Energy minister Charles Hendry has told delegates at RWM in partnership with CIWM that waste remains an “integral part” of Government environment and energy policy.
Speaking at the first day of the exhibition, Hendry sought to reassure attendees that waste will continue to play a central role and that politicians were taking a “pragmatic approach” to the issue.
He added that the Government was already aware of a number of “particular regulatory problems” regarding advanced conversion technologies in the context of rules on permits.
He said: “We know the novel nature of these technologies can make it challenging for the industry to navigate Environment Agency (EA) permitting rules and guidance. So we will continue to work with the EA and industry to ensure that regulation does not have unintended consequences on the development of the energy recovery industry.
“Part of the Government’s job is to raise ambition.
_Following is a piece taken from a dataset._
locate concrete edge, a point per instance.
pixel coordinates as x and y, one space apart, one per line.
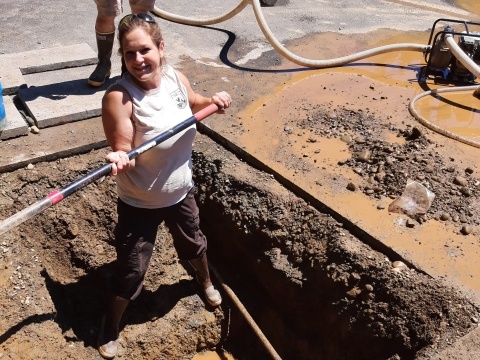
82 149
It’s our job to see how much better we can do, constantly push at the boundaries and make sure we do better than we would otherwise.”
Hendry also discussed the “vital role” the Green Investment Bank will play in addressing market failures that prevent private sector infrastructure investment, and said waste is one of the areas likely to be eligible for initial intervention.
In response to a question from the floor regarding the effect of the Localism Bill on energy-from-waste (EfW) planning applications, Hendry said the legislation will drive communities towards “smaller, more sustainable EfW facilities”.
He said: “There should be agreement in a local framework on how that area should develop and the main component parts within it. I think all communities accept that dealing with their own waste is an important part of that.”